New Options for the Future
Up ahead on the HIV horizon lurks a possible new weapon against HIV. This weapon is in the form of a "Fusion Inhibitor." Fusion Inhibitors are a new class of anti-HIV medications. T-20, (also known as Pentafuside) developed by Trimeris Inc. in collaboration with Hoffman-La Roche Inc. is the first of this class to make it to clinical trials.
What's really exciting about T-20, is that it works very differently than any of the approved treatments currently available. Unlike our current treatment options, which attempt to inhibit the viral enzymes that HIV needs to replicate itself (once it has already entered a T-cell), Fusion Inhibitors work to block the virus from ever making that first connection. By actually binding with the virus, T-20 attempts to stop the interaction between the envelope of proteins on HIV that make it possible for HIV to fuse itself with a host cell. Because T-20 works so differently than any retroviral now in use, it is unlikely to have any cross resistance with existing treatments. Yea! This is especially good news for those of us who have a lot of treatment experience.
Week sixteen results from T20-205, a Phase II clinical trial evaluating the safety (ie; did it make people sick) and antiviral activity (meaning how well it suppressed the virus) of T-20 were announced this past September.

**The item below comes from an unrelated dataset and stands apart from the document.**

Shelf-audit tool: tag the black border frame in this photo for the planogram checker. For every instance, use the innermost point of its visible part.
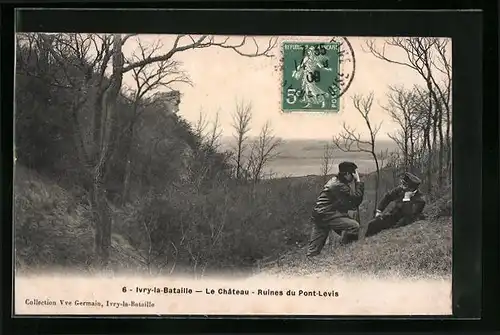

The study, which involved a twice daily injection of T-20 under the skin in combination with existing HIV meds, showed more than half (60 percent) of the heavily pretreated participants saw a more than one-log drop in their viral load (viral load decreased significantly), and almost one third had a viral load below the level of detection (for the particular type of test that they were using).
T-20 seemed to be well tolerated, and although no one dropped out of the study due to adverse reactions to the medication, it was not without a small share of side effects. Though mild to moderate in severity, the most commonly reported side effects were skin irritation at the site of injection, headache, nausea, and fever. (A connection to T-20 and some of these results has yet to be made.)
Other than having to inject T-20, the only other real downside of this medication, is that it is only effective against HIV-1. HIV-1 is the particular strain of virus that is the most predominant on this side of the globe.
The T-20 Phase II adult clinical trials are still ongoing, and in November the company announced the first pediatric study of T-20 in infected children.
Currently under study are various other forms of fusion inhibitors. T-1249, another product of Trimeris has received fast track approval from the FDA and is currently undergoing phase I clinical testing.